Die Verpackungen sowie die Trägermedien selber sind mit entsprechenden Altersfreigaben gekennzeichnet.

Während im klassischen Einzelhandel das Alter anhand eines Personalausweises geprüft werden kann, stellt sich vor allem im Bereich des Versandhandels die Frage, wie eine Altersverifikation zu gestalten ist.

Diese Frage ist von Bedeutung, denn wer Filme und Computerspiele ohne Altersverifikation verkauft, setzt sich nicht nur der Gefahr eines Bußgeldes bis zu 50.000 € aus, auch hat derjenige mit wettbewerbsrechtlichen Konsequenzen, wie Abmahnungen mit strafbewehrten Unterlassungserklärungen zu rechnen. Im Folgenden erläutern wir 5 Dinge, die Shopbetreiber zur Altersverifikation wissen müssen.

1. Allgemeines

Nicht alles, was im Internet verkauft wird, ist für die Augen und Ohren von Kindern und Jugendlichen bestimmt und darf an diese veräußert werden. Das Jugendschutzgesetz (kurz: JuSchG), das die Entwicklung der Persönlichkeit der Jugendlichen im Blick hat, soll den Verkauf von jugendgefährdenden Medien an Minderjährige verhindern. Relevant ist dies vor allem für Filme und Computerspiele: Denken Sie nur an Horrorfilme oder so genannte „Ballerspiele“.

Filme und Computerspiele müssen zunächst von einer obersten Landesbehörde oder einer Organisation der freiwilligen Selbstkontrolle freigegeben und gekennzeichnet werden. Solche Altersfreigaben werden für die Filmindustrie von der „Freiwilligen Selbstkontrolle der Filmwirtschaft GmbH“ (kurz: FSK) und für die Computerspieleindustrie von der „Freiwilligen Selbstkontrolle Unterhaltungssoftware GmbH“ (kurz: USK) vorgenommen. Die entsprechenden FSK- bzw. USK-Siegel sind allseits bekannt.

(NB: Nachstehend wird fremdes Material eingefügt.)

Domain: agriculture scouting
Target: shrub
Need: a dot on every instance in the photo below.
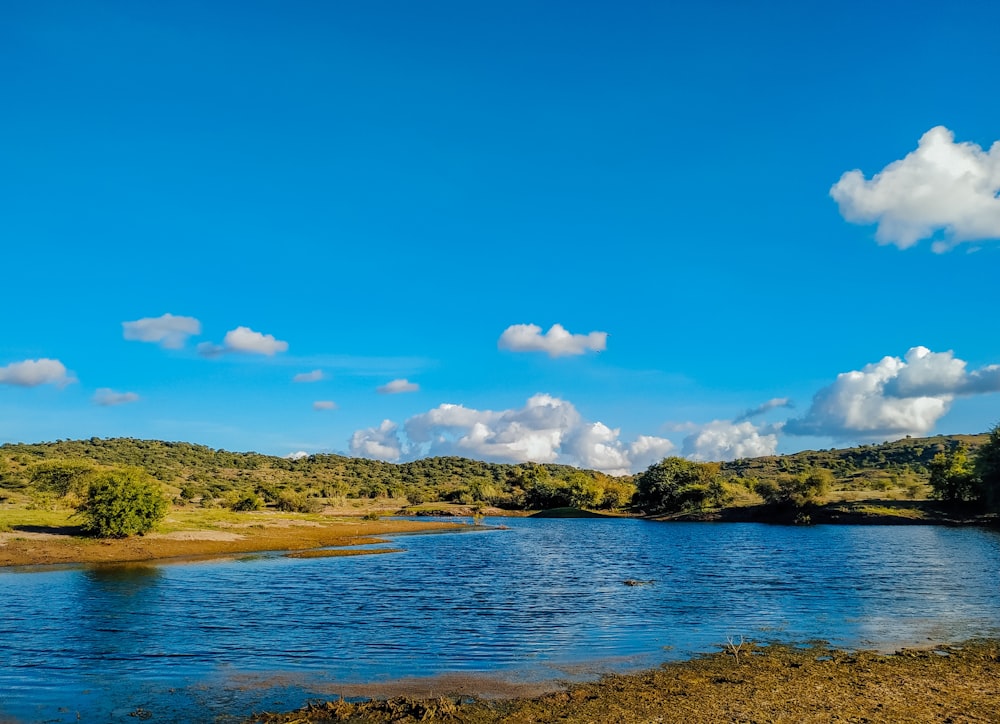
(121, 503)
(293, 502)
(246, 502)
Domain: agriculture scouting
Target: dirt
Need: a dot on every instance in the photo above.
(38, 546)
(774, 684)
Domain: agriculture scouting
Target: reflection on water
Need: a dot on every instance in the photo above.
(231, 636)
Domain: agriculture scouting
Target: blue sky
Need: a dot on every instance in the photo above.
(758, 227)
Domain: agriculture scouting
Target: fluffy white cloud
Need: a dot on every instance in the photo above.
(34, 372)
(546, 429)
(943, 186)
(725, 440)
(106, 397)
(169, 331)
(397, 387)
(314, 376)
(380, 442)
(244, 340)
(595, 445)
(771, 404)
(557, 342)
(893, 397)
(647, 450)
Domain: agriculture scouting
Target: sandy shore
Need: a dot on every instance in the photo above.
(772, 684)
(40, 545)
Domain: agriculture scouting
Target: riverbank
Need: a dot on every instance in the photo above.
(53, 538)
(867, 511)
(745, 684)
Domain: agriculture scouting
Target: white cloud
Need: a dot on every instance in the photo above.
(314, 376)
(243, 340)
(546, 429)
(771, 404)
(647, 450)
(942, 187)
(893, 397)
(380, 442)
(397, 387)
(595, 445)
(106, 397)
(34, 372)
(725, 440)
(169, 331)
(557, 342)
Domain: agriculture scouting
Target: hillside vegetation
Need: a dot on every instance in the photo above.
(56, 474)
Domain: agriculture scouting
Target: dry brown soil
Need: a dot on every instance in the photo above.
(64, 545)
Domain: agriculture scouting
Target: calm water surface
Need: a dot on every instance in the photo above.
(196, 640)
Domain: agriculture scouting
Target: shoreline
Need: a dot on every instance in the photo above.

Während in einem Ladengeschäft eine entsprechende Altersverifikation durch Ausweiskontrolle möglich ist, gestaltet sich eine Altersverifikation im Internet schwieriger. Nach § 12 Abs. 3 JuSchG ist es sogar verboten, Bildträger, die nicht oder mit „Keine Jugendfreigabe“ vom Anbieter gekennzeichnet sind, im Versandhandel anzubieten und zu überlassen. Liest man diese Vorschrift zunächst isoliert, drängt sich einem unweigerlich die Frage auf, wie es sein kann, dass trotz dessen Filme ohne Jugendfreigabe im Internet verkauft werden.

Der Grund hierfür ist § 1 Abs. 4 JuSchG, der eine Definition des Versandhandels enthält:

„Versandhandel im Sinne dieses Gesetzes ist jedes entgeltliche Geschäft, das im Wege der Bestellung und Übersendung einer Ware durch Postversand oder elektronischen Versand ohne persönlichen Kontakt zwischen Lieferant und Besteller oder ohne dass durch technische oder sonstige Vorkehrungen sichergestellt ist, dass kein Versand an Kinder und Jugendliche erfolgt, vollzogen wird.“

Wer im Internet Filme und Computerspiele ohne die technischen oder sonstigen Vorkehrungen, die sicherstellen, dass kein Versand an Kinder und Jugendliche erfolgt, verkauft oder in einer anderen Art und Weise gegen das JuSchG verstößt, hat nicht nur mit Bußgeldern zu rechnen, auch drohen wettbewerbsrechtliche Konsequenzen der Mitbewerber (hierzu später mehr).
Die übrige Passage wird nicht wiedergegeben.